The hourly pay rates for lawyers who represent indigent defendants in federal criminal cases, which were temporarily reduced last year, have been restored, effective March 1, 2014. In an emergency move last August, the Executive Committee of the Judicial Conference of the United States reduced the rates for court-appointed panel attorneys by $15 an hour. The Committee described the step as "undesirable," but "necessary to avoid permanent damage to the federal defender program."
At a February 10 meeting, the Executive Committee adopted final financial plans for fiscal year 2014 for the four principal federal Judiciary spending accounts. The plans are based on the Consolidated Appropriations Act of 2014, which provides full-year funding for the federal government, including a 5.1 percent ($316 million) increase in discretionary funding for the Judiciary. The Judiciary's final fiscal year 2014 discretionary appropriations—totaling $6.516 billion—are about the same as the Judiciary's 2013 funding level prior to sequestration. In fact, if sequestration is excluded, overall Judiciary funding has been relatively flat since FY 2010.

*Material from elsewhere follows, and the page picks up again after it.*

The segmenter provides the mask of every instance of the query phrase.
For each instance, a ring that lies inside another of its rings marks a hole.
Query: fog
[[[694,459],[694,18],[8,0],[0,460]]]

In addition to restoring the previous hourly panel attorney rates, the FY 2014 spending plan for the Defender Services account provides sufficient funding to pay all FY 2014 panel attorney vouchers without deferring any payments into FY 2015. The hourly rates also include a one-percent increase, consistent with the one percent Employment Cost Index increase for all federal employees. As a result, for work performed on or after March 1, 2014, hourly panel attorney rates will increase to $126 for non-capital representations and $180 for capital representations.